The notion that microfinance has the potential to spark sustained economic growth is misplaced. The direct evidence of microfinance’s impact is less than overwhelming. In several cases, these financial activities can damage the prospects of poor people. Microloans do create opportunities for people to utilize "lumps" of money for augmenting incomes and mitigating vulnerability, but that doesn’t necessarily mean investing in businesses could lead to sustained revenue growth. Not all microloans produce beneficial results, especially for those engaged in low-return activities in saturated markets that are poorly developed and which are prone to regular environmental and economic shocks.
Poor households are not well served by simple loans in isolation. Minimalist microfinance provides a bandage where a major operation is needed, and at worst, it deepens the wounds while the bulk of microfinance portfolios may be commercially sustainable and attractive to conventional investors, reaching the still-excluded will continue to require innovation and experimentation. More than micro-loans, what the poor need are investments in health, education and the development of sustainable farm and non-farm related productive activities.

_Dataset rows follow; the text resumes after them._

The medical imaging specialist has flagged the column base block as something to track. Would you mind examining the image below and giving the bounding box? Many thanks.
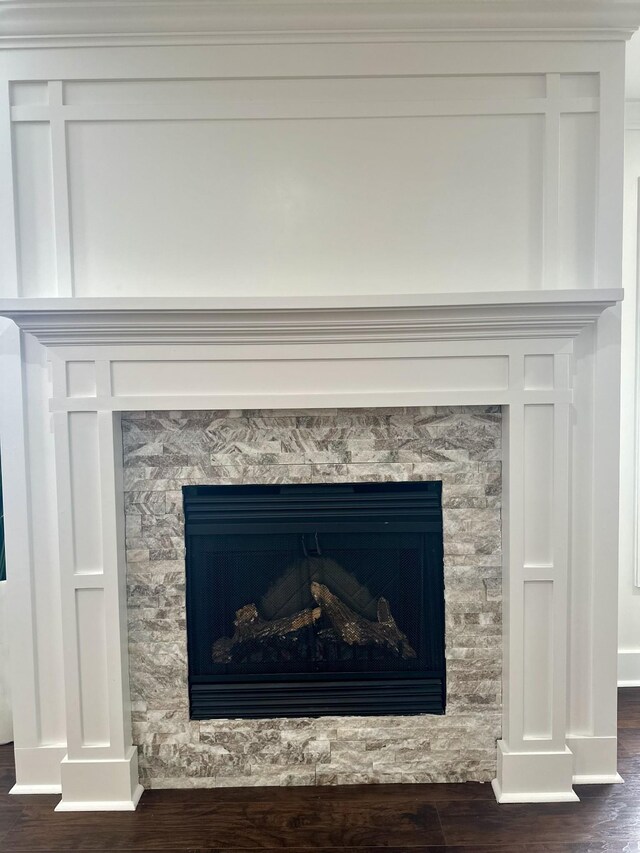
[9,744,67,794]
[491,740,579,803]
[56,747,144,812]
[567,735,623,785]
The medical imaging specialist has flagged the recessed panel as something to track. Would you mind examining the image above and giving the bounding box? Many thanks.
[76,589,109,746]
[12,122,57,296]
[68,115,543,296]
[560,74,600,98]
[524,405,553,565]
[10,80,49,107]
[69,412,102,572]
[64,74,545,109]
[112,356,508,397]
[523,581,554,739]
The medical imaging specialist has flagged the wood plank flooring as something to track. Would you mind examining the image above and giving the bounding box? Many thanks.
[0,688,640,853]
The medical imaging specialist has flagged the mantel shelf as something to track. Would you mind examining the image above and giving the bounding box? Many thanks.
[0,289,623,346]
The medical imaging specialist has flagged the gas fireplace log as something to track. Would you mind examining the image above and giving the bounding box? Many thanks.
[212,604,321,663]
[212,581,416,663]
[311,581,416,658]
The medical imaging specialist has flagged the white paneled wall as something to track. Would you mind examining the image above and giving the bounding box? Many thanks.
[0,0,637,808]
[2,44,621,296]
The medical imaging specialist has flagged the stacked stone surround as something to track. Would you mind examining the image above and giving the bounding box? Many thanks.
[122,407,502,788]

As Marguerite Robinson, an author and consultant of microfinance, puts it: "Credit is a powerful tool that is used effectively when it is made available to the creditworthy among the economically active poor participating in at least a partial cash economy – people with the ability to use loans and the willingness to repay them. But other tools are required for the very poor who have prior needs, such as food, shelter, medicine, skills training, and employment.”
The model on practice
The present model of microfinance practices – minimalist microfinance in which credit is the only intervention – is unlike the classic avatar that shows dollops of genuine good. Socially embedded institutions, provide clients with information and handholding, but most microfinance clients have no training, education, or role models in business, and therefore are unlikely to cultivate successful microenterprises on their own. They need a comprehensive suite of financial tools that work in concert to grow savings, mitigate risk, fund investment and move money. Many microenterprises fail due to lack of local demand, fierce competition, or inadequate technical skills of entrepreneurs. Microfinance actually best serves those who have higher skill levels and better market networks. Its loans, then, are hardly a tool of resilience, especially when widespread shocks threaten not only borrowers but the industry itself.

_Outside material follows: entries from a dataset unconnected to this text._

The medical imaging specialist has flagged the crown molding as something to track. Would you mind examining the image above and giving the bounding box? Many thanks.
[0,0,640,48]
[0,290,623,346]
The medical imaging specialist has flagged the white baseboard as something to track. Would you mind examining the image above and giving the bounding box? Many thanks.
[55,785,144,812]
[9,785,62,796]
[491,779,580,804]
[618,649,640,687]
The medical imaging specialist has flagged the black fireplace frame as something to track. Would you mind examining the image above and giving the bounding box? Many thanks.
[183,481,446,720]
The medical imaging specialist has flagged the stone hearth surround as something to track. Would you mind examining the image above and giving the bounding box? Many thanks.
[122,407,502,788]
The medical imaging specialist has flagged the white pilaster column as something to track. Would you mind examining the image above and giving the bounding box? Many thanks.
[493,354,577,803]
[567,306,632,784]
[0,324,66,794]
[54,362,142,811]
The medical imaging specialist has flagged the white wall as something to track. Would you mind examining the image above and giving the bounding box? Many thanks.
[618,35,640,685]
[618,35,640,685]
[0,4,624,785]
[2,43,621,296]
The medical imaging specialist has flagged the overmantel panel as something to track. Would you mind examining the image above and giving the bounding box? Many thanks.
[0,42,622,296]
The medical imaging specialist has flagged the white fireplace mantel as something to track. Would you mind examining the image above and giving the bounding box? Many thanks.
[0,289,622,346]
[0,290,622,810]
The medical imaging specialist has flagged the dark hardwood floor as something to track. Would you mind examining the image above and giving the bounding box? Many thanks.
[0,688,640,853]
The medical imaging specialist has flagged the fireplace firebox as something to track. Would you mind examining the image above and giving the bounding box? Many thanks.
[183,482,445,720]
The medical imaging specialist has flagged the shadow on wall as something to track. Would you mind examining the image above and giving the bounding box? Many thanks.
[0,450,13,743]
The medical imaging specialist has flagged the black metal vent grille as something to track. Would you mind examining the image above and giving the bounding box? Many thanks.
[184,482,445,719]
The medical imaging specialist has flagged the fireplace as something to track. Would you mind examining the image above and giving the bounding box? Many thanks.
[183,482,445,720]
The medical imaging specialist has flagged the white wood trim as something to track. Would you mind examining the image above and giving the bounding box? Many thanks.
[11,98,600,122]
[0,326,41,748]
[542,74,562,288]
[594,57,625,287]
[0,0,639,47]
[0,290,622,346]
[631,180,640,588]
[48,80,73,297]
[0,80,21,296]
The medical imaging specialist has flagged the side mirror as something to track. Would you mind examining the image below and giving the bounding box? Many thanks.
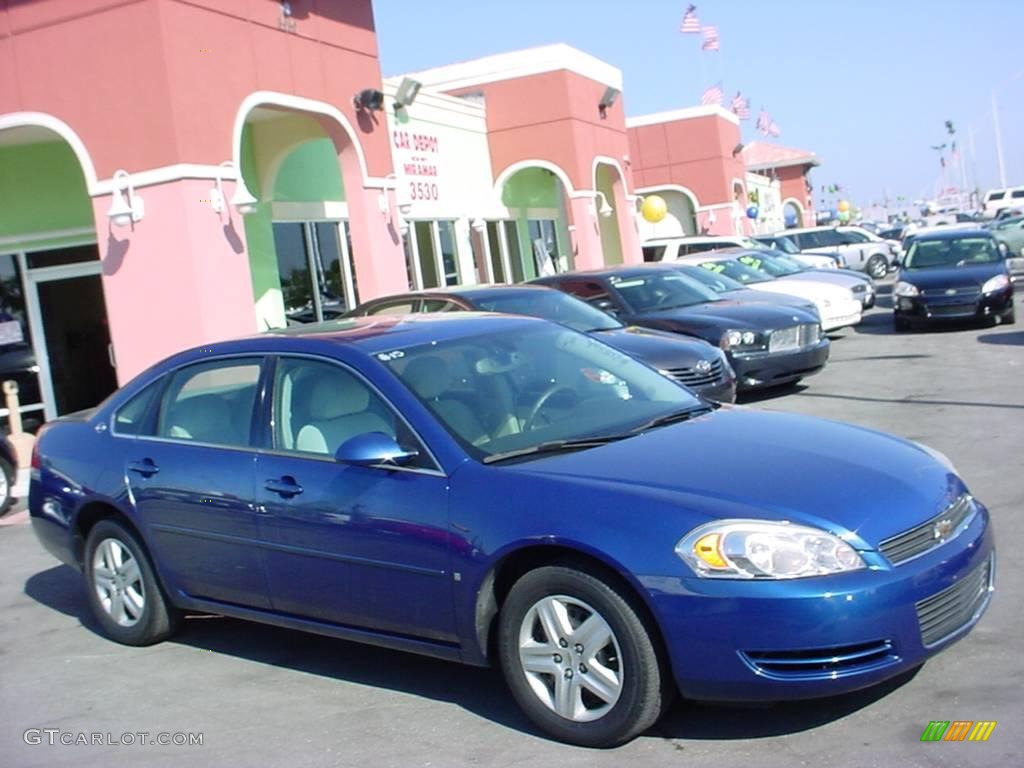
[334,432,420,467]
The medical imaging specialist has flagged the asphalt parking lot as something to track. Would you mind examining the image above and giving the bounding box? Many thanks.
[0,296,1024,768]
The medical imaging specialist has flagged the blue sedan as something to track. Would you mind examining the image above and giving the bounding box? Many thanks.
[30,312,994,745]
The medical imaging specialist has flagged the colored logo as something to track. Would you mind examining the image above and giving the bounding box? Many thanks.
[921,720,995,741]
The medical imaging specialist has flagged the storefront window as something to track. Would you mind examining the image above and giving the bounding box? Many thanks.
[273,221,358,323]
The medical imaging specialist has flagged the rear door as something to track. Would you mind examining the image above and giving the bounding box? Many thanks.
[126,356,269,607]
[249,357,457,642]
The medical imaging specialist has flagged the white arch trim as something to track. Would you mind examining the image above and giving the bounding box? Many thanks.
[0,112,102,197]
[636,184,700,211]
[495,159,577,199]
[231,91,372,187]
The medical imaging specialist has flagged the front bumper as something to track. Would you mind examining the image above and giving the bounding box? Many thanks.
[729,339,829,391]
[894,287,1014,323]
[650,505,995,701]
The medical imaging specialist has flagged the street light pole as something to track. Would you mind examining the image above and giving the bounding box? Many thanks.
[992,88,1007,189]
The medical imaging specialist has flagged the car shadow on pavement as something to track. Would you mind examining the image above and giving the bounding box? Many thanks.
[25,565,916,740]
[978,331,1024,347]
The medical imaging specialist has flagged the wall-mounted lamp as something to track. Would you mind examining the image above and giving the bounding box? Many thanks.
[210,160,259,216]
[352,88,384,112]
[597,85,622,120]
[106,170,145,226]
[394,78,423,112]
[590,190,615,219]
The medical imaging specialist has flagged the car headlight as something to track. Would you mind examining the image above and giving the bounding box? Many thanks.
[893,281,921,296]
[981,274,1010,293]
[719,330,765,352]
[676,520,866,579]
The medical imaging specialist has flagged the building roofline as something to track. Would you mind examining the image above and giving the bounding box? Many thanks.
[388,43,623,91]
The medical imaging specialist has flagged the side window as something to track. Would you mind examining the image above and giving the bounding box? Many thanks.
[114,379,164,435]
[420,299,462,312]
[157,358,260,446]
[367,299,417,314]
[643,246,667,261]
[273,357,435,469]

The hard truism is that microfinance has been saddled with misplaced expectations, and we have lost a sense of its more modest, even though critical, potential. It is actually only one instrument in a broader development toolbox, but in certain conditions, it happens to be the most powerful. It can make the poor a little more resilient, but it is not the answer on its own. It all has to do with how we are using it and how we are defining the outcomes.